The asset class du jour, which asset owners have been pouring capital into in recent years while interest rates are higher and banks shrink their lending businesses, is inking risk-adjusted returns attractive to general partners. There just isn’t much alpha leftover for LPs.

This is according to a new working paper from academics Isil Erel, Thomas Flanagan, and Michael Weisbach at The Ohio State University. . “This growing role of nonbanks in providing credit to firms calls into question the role of the ‘specialness’ of traditional bank intermediation. Is private credit special, too, and capable of earning ‘alpha?’” the paper said.

The trio used a relatively new method to evaluate the risk-adjusted returns of private market assets, which regresses the cash flow of assets onto the payoffs of publicly traded benchmarks. This approach, applied to private debt, can help price cash flows, with adjustments for differences in those at the loan and fund level. Using that method, they found that abnormal private credit returns adjusted for both debt and equity risk, were “indistinguishable” from zero. Adjusted only for corporate debt risk factors, the net alpha on a fund is 1.8 percent. But they point out that private credit instruments have elements of both debt and equity risk.
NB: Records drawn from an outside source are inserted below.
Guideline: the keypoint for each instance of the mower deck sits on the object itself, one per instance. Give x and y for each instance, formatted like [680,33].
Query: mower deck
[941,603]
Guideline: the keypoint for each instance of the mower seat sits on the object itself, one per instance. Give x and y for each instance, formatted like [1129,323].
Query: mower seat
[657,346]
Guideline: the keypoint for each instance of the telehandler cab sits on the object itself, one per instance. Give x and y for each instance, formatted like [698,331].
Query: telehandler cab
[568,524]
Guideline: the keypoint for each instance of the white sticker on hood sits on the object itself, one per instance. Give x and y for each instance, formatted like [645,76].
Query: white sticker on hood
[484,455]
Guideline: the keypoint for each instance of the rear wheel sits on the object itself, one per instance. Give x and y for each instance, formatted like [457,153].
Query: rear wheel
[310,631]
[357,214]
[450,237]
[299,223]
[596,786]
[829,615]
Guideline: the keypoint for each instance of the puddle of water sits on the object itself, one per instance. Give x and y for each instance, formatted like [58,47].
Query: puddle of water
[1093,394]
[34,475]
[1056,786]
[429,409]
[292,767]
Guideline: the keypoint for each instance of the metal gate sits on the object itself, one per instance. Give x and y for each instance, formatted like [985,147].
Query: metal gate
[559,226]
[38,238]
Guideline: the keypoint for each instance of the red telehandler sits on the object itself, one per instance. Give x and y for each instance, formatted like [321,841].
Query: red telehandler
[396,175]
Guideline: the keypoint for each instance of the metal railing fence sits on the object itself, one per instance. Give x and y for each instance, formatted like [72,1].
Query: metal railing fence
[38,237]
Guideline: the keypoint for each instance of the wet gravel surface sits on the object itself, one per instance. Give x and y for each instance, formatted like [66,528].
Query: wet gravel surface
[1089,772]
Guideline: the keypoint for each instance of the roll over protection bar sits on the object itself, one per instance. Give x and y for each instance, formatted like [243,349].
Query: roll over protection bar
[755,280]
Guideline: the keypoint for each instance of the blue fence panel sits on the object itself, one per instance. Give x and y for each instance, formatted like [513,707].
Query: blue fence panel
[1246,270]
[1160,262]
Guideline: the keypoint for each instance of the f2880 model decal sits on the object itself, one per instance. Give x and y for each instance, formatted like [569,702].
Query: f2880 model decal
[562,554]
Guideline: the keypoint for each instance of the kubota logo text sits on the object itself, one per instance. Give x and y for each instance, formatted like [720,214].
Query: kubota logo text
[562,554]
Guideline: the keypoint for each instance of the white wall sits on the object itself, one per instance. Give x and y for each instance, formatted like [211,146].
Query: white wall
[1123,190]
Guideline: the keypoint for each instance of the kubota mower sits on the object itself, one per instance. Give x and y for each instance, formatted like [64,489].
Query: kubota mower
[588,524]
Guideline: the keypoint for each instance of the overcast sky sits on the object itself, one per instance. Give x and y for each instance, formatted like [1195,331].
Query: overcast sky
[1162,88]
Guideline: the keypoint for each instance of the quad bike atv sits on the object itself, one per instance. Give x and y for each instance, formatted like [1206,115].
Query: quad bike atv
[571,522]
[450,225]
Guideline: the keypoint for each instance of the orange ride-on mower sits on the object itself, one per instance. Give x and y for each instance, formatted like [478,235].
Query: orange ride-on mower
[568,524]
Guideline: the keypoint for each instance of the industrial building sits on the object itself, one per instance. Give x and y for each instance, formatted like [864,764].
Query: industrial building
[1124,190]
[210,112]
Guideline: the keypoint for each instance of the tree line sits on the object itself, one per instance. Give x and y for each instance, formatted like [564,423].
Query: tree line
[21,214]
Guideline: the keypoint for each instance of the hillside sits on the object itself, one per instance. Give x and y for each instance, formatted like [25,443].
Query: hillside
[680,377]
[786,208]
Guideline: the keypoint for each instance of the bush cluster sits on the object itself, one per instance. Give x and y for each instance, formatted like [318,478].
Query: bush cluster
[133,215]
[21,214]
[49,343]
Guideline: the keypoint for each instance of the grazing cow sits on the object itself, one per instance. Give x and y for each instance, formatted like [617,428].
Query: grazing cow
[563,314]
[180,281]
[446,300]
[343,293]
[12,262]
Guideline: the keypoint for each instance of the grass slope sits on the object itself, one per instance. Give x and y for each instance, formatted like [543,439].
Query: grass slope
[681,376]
The researchers used data from Burgiss-MSCI, including information on distributions, contributions, and net asset values of a sample of private credit funds. This data is sourced from limited partners. The academics supplemented this data with information from Pitchbook and Dealscan. They filtered the data to include only funds denominated in U.S. dollars.

The time period observed is between 1992 and 2015, a time period chosen to incorporate corporate bond returns and to allow for enough time to observe distributions. The researchers also excluded funds with fewer than five years of cash flow data.


In total, they looked at 532 private credit funds. The average fund size is $783 million, and the average internal rate of return of the net-of-fee cash flows received by limited partners is 8.6 percent. The average duration of the distribution is five and a half years.

They found that if the funds observed had a fee structure of 1.5 percent and 15 percent, investment managers would earn 3.1 percent annually. If the fees followed a 2-and-20 structure, these managers would earn 3.9 percent annually.

For limited partners, the distribution of cash flows received — when discounted at the risk-free rate — leads to an internal rate of return of 8.6 percent. However, when discounting the cash flows for corporate bond risks, investors are earning 11 cents for every dollar invested, generating 1.8 percent alpha. When the researchers added in equity risk, they found that investors earn 5 cents for every dollar invested.

“The abnormal return from the gross cash flows is approximately equal to the estimate of fees paid by the fund,” the paper said. “This pattern suggests that the loans are priced above their fundamental risks, but that any rents go to the GPs who manage the fund rather than the LPs who invest in it. Presumably, these GPs are adding value through their ability to source, negotiate, and manage deals.”